By the time the fatal fever struck Lucien’s parents, Lexham’s brood appeared to have settled at eight: three boys and five girls, with the last child named Zoe Octavia.
Lord Lexham was one of the three guardians the Duke of Marchmont had appointed in his will to look after his sons.
Lexham was the only one who took an active hand.
His hand was active, indeed.
He hauled first Gerard then Lucien into their father’s study and gave them each a birching, and no light one, either.
“Ordinarily I do not believe in corporal punishment,” he said afterward, “but you pair are hard cases. One must get your attention first.”
No one—no one—had ever whipped them.
And yet, strangely, it was a relief.
It certainly got their full attention.
“We had better find something for you to do,” he said.
He found a great deal for them to do. He put them on a punishing course of study and exercise. It proved a powerful antidote to angry misery and brooding.

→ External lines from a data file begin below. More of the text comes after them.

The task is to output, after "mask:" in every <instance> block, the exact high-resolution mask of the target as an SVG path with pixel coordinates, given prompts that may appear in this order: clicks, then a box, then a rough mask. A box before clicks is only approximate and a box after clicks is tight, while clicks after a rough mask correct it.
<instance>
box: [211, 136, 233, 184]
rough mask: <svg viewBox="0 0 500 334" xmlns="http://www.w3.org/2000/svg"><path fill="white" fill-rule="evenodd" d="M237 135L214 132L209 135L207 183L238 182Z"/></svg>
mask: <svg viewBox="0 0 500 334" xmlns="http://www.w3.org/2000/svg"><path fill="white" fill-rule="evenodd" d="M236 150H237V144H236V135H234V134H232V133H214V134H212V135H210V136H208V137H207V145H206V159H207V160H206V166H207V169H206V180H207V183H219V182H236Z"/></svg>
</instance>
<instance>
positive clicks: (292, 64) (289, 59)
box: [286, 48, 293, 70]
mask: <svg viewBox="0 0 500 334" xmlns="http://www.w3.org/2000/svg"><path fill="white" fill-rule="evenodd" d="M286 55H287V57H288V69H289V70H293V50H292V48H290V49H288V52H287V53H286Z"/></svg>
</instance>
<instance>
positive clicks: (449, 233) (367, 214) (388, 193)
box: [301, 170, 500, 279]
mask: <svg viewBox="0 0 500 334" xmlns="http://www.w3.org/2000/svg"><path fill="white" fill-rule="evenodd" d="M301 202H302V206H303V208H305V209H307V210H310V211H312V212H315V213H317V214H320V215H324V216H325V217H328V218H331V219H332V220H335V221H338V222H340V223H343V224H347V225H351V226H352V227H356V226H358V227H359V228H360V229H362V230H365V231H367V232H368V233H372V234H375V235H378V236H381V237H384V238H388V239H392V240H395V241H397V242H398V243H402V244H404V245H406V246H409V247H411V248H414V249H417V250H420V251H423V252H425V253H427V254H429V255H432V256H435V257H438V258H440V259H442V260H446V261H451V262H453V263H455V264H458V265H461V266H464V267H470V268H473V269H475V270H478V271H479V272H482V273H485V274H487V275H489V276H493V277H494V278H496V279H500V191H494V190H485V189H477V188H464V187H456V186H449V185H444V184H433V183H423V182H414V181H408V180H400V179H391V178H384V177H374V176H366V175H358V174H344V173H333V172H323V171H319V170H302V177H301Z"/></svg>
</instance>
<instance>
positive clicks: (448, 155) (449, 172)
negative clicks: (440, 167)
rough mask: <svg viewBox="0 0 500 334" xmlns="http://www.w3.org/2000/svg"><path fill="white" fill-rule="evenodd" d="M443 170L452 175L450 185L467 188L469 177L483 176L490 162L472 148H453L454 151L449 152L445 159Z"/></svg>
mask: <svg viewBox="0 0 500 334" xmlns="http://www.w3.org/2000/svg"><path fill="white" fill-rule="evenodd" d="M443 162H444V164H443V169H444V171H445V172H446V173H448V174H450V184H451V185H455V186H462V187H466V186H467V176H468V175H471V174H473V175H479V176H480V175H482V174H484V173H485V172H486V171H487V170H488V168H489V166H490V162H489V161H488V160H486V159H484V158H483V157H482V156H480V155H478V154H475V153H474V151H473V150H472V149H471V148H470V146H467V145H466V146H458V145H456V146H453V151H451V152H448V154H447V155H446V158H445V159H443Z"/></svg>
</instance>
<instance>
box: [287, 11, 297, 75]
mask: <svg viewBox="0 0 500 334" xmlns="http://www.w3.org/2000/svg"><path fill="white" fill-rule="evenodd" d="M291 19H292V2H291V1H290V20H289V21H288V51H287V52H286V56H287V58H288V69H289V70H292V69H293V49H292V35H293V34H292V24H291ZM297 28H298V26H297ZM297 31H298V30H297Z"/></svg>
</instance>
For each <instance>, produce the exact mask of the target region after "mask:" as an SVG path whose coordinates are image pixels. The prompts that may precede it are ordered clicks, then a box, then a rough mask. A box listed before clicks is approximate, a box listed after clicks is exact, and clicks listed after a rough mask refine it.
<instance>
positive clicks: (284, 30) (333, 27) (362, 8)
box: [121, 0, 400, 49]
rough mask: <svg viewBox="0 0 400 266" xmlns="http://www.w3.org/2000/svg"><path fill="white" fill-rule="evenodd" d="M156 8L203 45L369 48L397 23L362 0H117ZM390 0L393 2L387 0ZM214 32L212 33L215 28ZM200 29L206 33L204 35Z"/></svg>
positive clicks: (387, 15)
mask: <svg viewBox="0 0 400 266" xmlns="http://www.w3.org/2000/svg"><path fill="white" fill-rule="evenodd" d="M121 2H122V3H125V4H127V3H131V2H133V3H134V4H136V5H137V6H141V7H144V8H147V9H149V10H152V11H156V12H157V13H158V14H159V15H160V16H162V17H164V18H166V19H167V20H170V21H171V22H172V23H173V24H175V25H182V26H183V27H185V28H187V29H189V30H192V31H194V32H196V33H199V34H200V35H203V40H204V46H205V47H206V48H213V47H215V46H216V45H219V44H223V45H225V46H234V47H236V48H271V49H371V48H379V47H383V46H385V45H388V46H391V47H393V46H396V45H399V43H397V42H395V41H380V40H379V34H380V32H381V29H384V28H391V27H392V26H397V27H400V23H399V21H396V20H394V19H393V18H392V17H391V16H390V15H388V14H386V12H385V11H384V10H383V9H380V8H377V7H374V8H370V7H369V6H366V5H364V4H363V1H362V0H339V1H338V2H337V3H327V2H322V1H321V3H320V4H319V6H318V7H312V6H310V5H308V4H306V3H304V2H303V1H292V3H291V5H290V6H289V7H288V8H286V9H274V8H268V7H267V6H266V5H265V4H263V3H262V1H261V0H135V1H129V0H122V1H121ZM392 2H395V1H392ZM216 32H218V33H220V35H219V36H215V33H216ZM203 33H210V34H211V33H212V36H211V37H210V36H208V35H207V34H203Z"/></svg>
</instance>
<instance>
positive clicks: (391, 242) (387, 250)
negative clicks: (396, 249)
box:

And then, as the bright spring warmed into summer, another antidote to sorrow entered Lucien’s life. Once again they traveled to Lexham’s country house. This time Lucien finally became personally acquainted with the catastrophe-waiting-to-happen that was Zoe Octavia. She was five years old.
Zoe Octavia Lexham hated rules even more than Lucien did, and broke them more than he did. This was no small accomplishment, considering how much harder it was for girls to break rules.
She ran away. Constantly.
She’d done it for the first time, he discovered, when she was four years old. She did it several times during that first summer after he’d met her and did not stop doing it in the years thereafter. She was the problem child. Her tendency to bolt at every opportunity was only one of the problems.
She rode horses she wasn’t supposed to ride. She played with children she oughtn’t to associate with. She was too often found in places where a nobleman’s daughter did not belong. She seemed to take delight in doing exactly what she was not supposed to do.
She lay awake nights, Lucien was sure, devising ways to annoy and embarrass her brothers, especially.
When she was seven, she dared her brother Samuel to climb onto the roof. He, six years older, informed her that he wasn’t a trained monkey and it wasn’t his job to entertain her. She called him a fraidy-cat-mudfor-brains. Then she climbed out onto the steepest part of the roof.
Lucien was the only one agile enough to fetch her down.
He became the one, too, who fished her out of fish ponds and tracked her to the gamekeeper’s cottage or the blacksmith’s when she went missing. None of her siblings ever had the least idea where to find her or what to do with her.
The cricket incident was typical.
She was eight years old. The boys were organizing a cricket game. She stormed up to him.
“I want to play, Lucien. Tell them to let me.”
“Girls don’t play cricket,” he said. “Go back to your dolls and your nursemaids, brat.”
She snatched up a bat and swung it at him—or tried to. She swung as hard as she could, and kept on going. Round and round she went, like a whirligig, and down she went, on her arse.
And there she sat, her disorderly golden hair standing on end and her vivid blue eyes wide open and her mouth open, too, so startled she was.
He laughed so hard, he fell down, too.
She was annoying, sometimes infuriating, generally impossible. And she was a bright, bright spot in his life.